En el sitio que actualmente ocupa la estatua de MurilIo había un montón de piedras grandes destinadas a no sé qué obra; allí se encaramaron los oradores y desde aquella improvisada tribuna se hizo crítica social, exposición del ideal revolucionario y excitación a la organización obrera, con éxito menguado y en medio de la indiferencia de los transeuntes, que interrumpían su paseo hacia la feria para ver qué específico vendían aquellos charlatanes (tal era la primera impresión de cuantos se acercaban), retirándose después con desdeñosa y aun burlona sonrisa, acompañada de algunas de aquellas mortificantes frases del estilo popular madrileño al ver aquellos redentores de la humanidad que con tan pobre recurso emprendían obra tan gigantesca.

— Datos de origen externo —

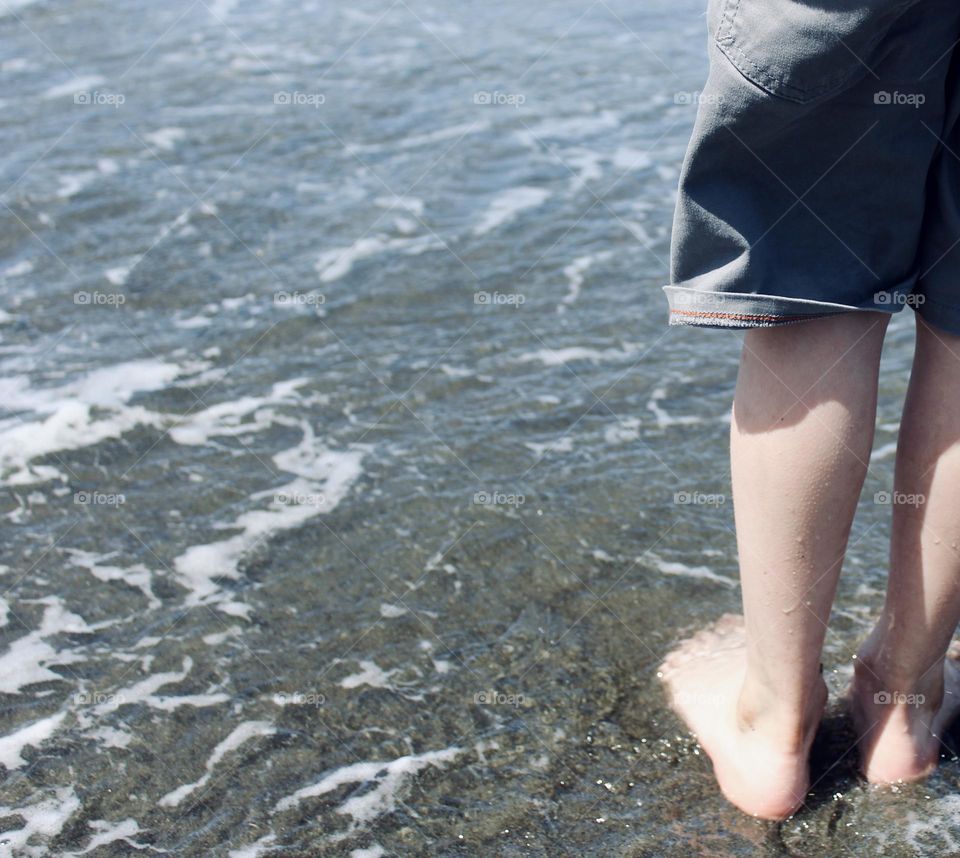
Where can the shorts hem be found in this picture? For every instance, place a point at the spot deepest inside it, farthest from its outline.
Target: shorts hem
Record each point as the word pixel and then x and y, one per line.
pixel 946 317
pixel 699 308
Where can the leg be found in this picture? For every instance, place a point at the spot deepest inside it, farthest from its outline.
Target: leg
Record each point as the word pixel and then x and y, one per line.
pixel 801 435
pixel 904 691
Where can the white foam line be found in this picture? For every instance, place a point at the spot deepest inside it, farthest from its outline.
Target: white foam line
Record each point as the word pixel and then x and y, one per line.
pixel 138 576
pixel 240 734
pixel 44 818
pixel 389 779
pixel 145 690
pixel 668 567
pixel 32 735
pixel 71 424
pixel 28 659
pixel 556 357
pixel 112 832
pixel 505 207
pixel 324 477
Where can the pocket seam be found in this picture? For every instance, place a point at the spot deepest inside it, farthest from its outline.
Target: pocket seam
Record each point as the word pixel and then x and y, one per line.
pixel 779 86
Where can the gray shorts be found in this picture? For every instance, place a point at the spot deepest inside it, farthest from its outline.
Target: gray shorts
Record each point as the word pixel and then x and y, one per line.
pixel 823 174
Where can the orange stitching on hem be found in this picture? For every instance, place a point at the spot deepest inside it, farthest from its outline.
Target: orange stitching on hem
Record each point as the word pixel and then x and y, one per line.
pixel 743 316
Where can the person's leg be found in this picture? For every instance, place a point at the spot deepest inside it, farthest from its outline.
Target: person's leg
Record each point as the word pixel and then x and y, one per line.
pixel 801 435
pixel 904 691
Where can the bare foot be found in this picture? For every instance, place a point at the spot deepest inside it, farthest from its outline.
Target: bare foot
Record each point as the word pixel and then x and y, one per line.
pixel 760 768
pixel 900 726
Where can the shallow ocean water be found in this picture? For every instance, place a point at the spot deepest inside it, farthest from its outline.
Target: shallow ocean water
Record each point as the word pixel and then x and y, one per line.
pixel 346 454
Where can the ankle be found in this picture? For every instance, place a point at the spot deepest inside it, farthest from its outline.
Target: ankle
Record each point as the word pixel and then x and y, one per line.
pixel 886 683
pixel 791 724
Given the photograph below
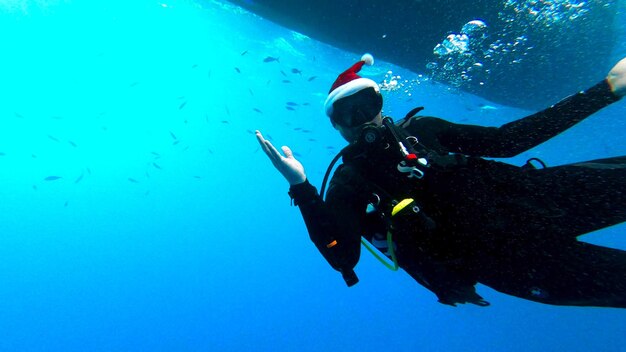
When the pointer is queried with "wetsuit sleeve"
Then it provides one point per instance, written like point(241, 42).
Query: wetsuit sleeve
point(334, 226)
point(517, 136)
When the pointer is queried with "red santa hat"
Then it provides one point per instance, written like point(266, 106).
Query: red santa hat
point(349, 83)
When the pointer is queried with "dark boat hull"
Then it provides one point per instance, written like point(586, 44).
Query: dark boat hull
point(563, 59)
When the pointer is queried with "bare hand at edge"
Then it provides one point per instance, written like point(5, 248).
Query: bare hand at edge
point(287, 165)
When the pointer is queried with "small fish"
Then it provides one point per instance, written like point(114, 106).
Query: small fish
point(485, 107)
point(271, 59)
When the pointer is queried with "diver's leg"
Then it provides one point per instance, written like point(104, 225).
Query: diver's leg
point(576, 274)
point(588, 196)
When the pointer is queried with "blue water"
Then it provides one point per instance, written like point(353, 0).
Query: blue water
point(168, 230)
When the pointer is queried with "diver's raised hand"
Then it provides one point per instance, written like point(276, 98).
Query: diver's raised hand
point(617, 78)
point(287, 165)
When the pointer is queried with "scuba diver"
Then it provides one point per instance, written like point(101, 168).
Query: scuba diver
point(422, 191)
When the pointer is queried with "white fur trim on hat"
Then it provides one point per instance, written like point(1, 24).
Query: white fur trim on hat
point(346, 90)
point(368, 59)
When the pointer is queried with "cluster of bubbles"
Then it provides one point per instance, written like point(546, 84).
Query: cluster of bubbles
point(467, 58)
point(395, 83)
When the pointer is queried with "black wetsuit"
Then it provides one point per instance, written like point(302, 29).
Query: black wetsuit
point(511, 228)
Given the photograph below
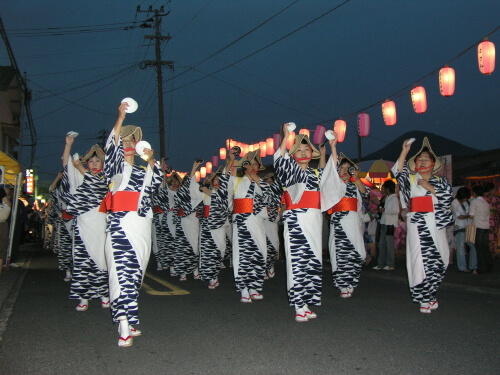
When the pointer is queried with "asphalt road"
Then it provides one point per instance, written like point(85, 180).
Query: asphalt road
point(189, 329)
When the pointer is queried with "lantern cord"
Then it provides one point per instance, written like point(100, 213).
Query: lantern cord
point(405, 89)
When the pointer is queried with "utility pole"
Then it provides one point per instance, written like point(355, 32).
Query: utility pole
point(158, 64)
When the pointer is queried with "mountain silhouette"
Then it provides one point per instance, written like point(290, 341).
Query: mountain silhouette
point(440, 145)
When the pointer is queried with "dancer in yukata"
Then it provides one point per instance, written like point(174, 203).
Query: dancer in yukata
point(159, 234)
point(428, 198)
point(61, 237)
point(245, 195)
point(187, 238)
point(346, 245)
point(213, 231)
point(273, 213)
point(170, 219)
point(84, 190)
point(128, 240)
point(303, 222)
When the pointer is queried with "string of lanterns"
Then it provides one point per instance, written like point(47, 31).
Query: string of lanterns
point(486, 64)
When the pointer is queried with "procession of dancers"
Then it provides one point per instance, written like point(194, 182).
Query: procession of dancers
point(109, 214)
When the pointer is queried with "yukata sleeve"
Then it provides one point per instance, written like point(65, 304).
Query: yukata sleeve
point(287, 170)
point(444, 195)
point(152, 181)
point(183, 197)
point(260, 197)
point(113, 159)
point(65, 186)
point(332, 189)
point(403, 179)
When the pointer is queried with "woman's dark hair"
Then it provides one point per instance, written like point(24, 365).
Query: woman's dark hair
point(489, 186)
point(463, 193)
point(390, 185)
point(478, 190)
point(426, 149)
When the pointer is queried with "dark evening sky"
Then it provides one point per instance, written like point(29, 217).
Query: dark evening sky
point(312, 63)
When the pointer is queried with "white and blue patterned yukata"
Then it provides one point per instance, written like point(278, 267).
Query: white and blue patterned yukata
point(346, 244)
point(128, 241)
point(213, 235)
point(160, 203)
point(187, 235)
point(249, 238)
point(427, 251)
point(62, 237)
point(302, 233)
point(90, 271)
point(271, 225)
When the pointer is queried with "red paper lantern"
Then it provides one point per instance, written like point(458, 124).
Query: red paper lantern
point(209, 167)
point(277, 141)
point(419, 99)
point(305, 131)
point(486, 57)
point(244, 149)
point(270, 146)
point(389, 112)
point(263, 149)
point(447, 81)
point(319, 134)
point(290, 140)
point(363, 124)
point(222, 153)
point(340, 127)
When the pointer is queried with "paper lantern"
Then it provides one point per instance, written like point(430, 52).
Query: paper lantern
point(244, 149)
point(486, 57)
point(319, 134)
point(270, 146)
point(363, 124)
point(263, 149)
point(277, 141)
point(289, 140)
point(340, 127)
point(306, 132)
point(447, 81)
point(389, 112)
point(222, 153)
point(419, 99)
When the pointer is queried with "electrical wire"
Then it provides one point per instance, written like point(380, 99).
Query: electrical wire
point(265, 47)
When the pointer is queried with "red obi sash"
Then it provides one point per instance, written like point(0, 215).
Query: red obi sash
point(157, 210)
point(181, 213)
point(345, 204)
point(309, 199)
point(120, 201)
point(66, 216)
point(421, 204)
point(243, 206)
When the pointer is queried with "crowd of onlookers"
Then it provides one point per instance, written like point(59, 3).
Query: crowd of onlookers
point(479, 209)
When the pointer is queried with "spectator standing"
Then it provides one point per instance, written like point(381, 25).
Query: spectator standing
point(480, 212)
point(460, 211)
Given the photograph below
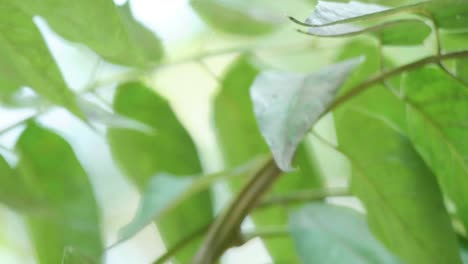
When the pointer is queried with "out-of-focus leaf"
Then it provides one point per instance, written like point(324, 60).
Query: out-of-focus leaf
point(109, 30)
point(457, 41)
point(446, 14)
point(461, 69)
point(52, 173)
point(166, 193)
point(240, 141)
point(72, 256)
point(437, 119)
point(334, 234)
point(148, 47)
point(226, 18)
point(26, 61)
point(402, 198)
point(169, 149)
point(94, 112)
point(397, 32)
point(287, 105)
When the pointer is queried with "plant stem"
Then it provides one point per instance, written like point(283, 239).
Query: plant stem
point(358, 89)
point(226, 227)
point(182, 244)
point(304, 196)
point(265, 233)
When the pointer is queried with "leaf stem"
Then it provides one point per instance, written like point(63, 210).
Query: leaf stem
point(358, 89)
point(303, 196)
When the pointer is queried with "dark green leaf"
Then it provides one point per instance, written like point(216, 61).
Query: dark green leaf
point(397, 32)
point(169, 149)
point(26, 61)
point(401, 195)
point(446, 14)
point(52, 173)
point(223, 17)
point(240, 141)
point(437, 119)
point(166, 193)
point(112, 33)
point(287, 105)
point(333, 234)
point(12, 190)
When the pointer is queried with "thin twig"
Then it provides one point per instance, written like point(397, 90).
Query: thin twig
point(303, 196)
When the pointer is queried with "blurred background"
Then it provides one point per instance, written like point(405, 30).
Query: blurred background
point(189, 84)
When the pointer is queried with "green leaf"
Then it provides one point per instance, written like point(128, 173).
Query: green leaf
point(226, 18)
point(166, 193)
point(169, 149)
point(446, 14)
point(461, 70)
point(54, 176)
point(116, 36)
point(240, 141)
point(26, 61)
point(287, 105)
point(401, 195)
point(334, 234)
point(72, 256)
point(437, 116)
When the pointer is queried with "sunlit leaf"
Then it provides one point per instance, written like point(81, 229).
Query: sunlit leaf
point(166, 193)
point(461, 69)
point(109, 30)
point(402, 198)
point(397, 32)
point(54, 176)
point(287, 105)
point(96, 113)
point(169, 149)
point(240, 140)
point(334, 234)
point(446, 14)
point(26, 61)
point(437, 116)
point(226, 18)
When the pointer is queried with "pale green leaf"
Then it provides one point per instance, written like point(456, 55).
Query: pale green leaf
point(401, 196)
point(169, 149)
point(437, 116)
point(26, 61)
point(224, 17)
point(396, 32)
point(287, 105)
point(96, 113)
point(240, 141)
point(54, 176)
point(334, 234)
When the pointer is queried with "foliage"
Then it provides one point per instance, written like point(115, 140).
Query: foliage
point(388, 78)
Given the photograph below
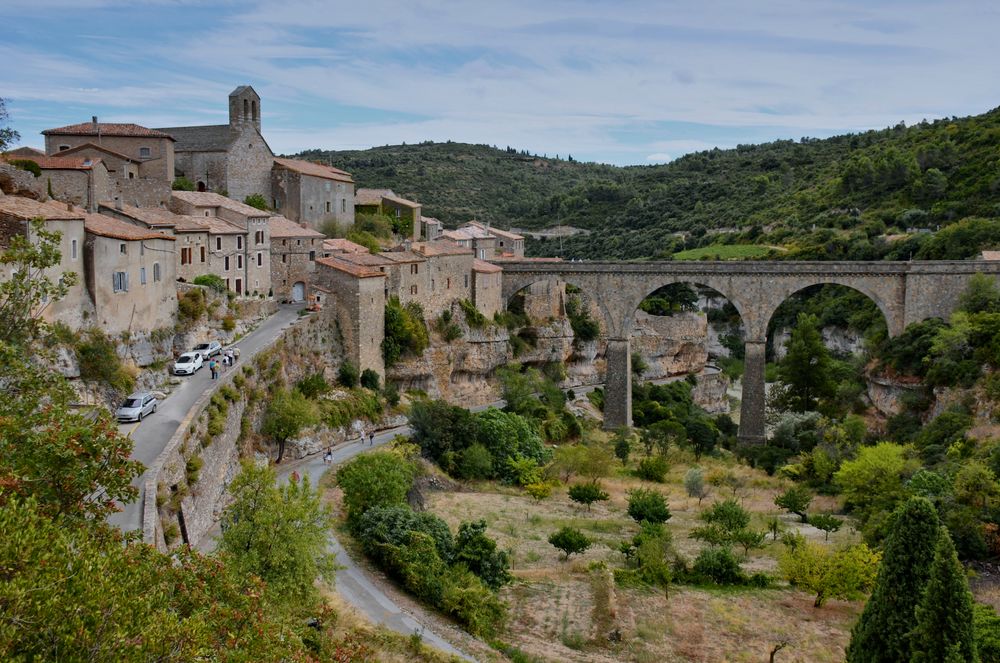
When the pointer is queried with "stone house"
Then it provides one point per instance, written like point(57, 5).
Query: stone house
point(294, 250)
point(384, 201)
point(130, 276)
point(312, 193)
point(232, 158)
point(15, 214)
point(151, 151)
point(356, 299)
point(239, 240)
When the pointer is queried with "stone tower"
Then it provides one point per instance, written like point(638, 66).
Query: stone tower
point(244, 108)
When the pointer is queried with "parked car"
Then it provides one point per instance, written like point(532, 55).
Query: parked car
point(136, 406)
point(209, 349)
point(188, 363)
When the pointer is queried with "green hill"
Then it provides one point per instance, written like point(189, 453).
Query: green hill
point(829, 198)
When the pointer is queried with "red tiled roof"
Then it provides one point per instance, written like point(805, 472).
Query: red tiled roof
point(485, 267)
point(315, 169)
point(358, 271)
point(282, 227)
point(27, 209)
point(106, 129)
point(106, 226)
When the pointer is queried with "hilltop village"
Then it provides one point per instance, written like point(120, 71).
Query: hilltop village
point(138, 239)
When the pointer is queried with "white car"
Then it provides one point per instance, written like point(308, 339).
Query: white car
point(136, 407)
point(207, 350)
point(188, 363)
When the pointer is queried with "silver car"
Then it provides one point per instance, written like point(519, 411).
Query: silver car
point(136, 407)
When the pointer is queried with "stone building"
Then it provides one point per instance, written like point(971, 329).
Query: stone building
point(239, 239)
point(312, 193)
point(15, 215)
point(130, 276)
point(294, 250)
point(356, 296)
point(232, 158)
point(384, 201)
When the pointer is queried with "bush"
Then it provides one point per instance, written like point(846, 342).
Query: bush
point(653, 468)
point(370, 379)
point(347, 375)
point(648, 505)
point(571, 541)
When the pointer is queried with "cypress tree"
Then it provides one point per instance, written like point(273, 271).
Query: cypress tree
point(944, 616)
point(883, 633)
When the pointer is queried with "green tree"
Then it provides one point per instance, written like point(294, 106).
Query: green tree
point(842, 574)
point(28, 290)
point(374, 479)
point(587, 493)
point(883, 633)
point(278, 533)
point(648, 505)
point(944, 628)
point(795, 500)
point(570, 541)
point(256, 200)
point(288, 413)
point(805, 371)
point(73, 462)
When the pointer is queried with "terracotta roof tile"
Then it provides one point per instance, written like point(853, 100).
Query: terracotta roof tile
point(360, 271)
point(282, 227)
point(315, 169)
point(106, 129)
point(106, 226)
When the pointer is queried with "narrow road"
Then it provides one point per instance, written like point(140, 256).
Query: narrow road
point(151, 435)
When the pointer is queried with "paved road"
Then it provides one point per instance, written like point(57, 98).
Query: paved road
point(353, 582)
point(151, 435)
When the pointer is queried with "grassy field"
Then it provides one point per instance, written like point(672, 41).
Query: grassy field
point(573, 611)
point(726, 252)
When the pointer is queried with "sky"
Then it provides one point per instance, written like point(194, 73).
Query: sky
point(626, 82)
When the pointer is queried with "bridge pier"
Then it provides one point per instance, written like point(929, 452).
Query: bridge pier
point(752, 405)
point(618, 384)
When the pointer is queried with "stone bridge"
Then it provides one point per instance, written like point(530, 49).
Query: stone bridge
point(905, 292)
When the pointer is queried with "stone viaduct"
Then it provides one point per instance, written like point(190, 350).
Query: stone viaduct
point(905, 292)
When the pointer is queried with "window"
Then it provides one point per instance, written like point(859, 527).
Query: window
point(119, 281)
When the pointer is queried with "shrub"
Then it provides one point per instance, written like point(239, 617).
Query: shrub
point(370, 379)
point(653, 468)
point(570, 541)
point(648, 505)
point(587, 493)
point(347, 374)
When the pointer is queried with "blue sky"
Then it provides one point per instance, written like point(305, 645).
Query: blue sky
point(619, 82)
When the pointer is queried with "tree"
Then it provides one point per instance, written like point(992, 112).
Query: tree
point(826, 522)
point(374, 479)
point(842, 574)
point(73, 462)
point(944, 630)
point(29, 289)
point(883, 632)
point(278, 533)
point(795, 500)
point(694, 484)
point(648, 505)
point(587, 493)
point(7, 135)
point(805, 371)
point(571, 541)
point(287, 414)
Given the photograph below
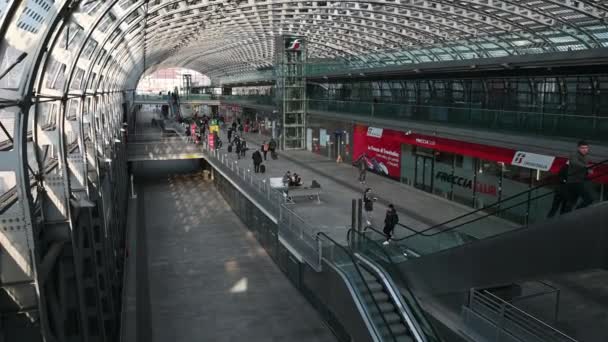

Confieso que aquella frialdad me mortificó en gran manera, y es seguro que a los demás compañeros debió de sucederles lo mismo, a pesar de que no tuvieron la franqueza de manifestarlo. La broma que a propósito de aquel acto me dieron mis compañeros de trabajo en la imprenta de El Imparcial, donde a la sazón trabajaba, fue terrible y me causó más daño que el que pudiera sufrir por una arbitrariedad autoritaria. Sabido es que no hay peor martirio que el rídículo.

Así éramos entonces: no sabiendo qué hacer, nos entreteníamos en persuadirnos que hacíamos algo; y no contentos con ser machacones hablando siempre de lo mismo en casa, en el taller y en todos los sitios que constituían el círculo de nuestra vida, improvisábamos hasta medios risibles de exposición de nuestro apostolado. Semejantes a niños que creen que desde la colina que termina el horizonte se toca al cielo con la mano y que el gran ideal de la humanidad era como un caprichoso deseo que puede realizarse tirando un poco más fuerte de la voluntad, nada contenía nuestra actividad ardilIesca, que nos impulsaba a dar gratis et amore aquel absoluto que atesorábamos en nuestra inexperta mollera.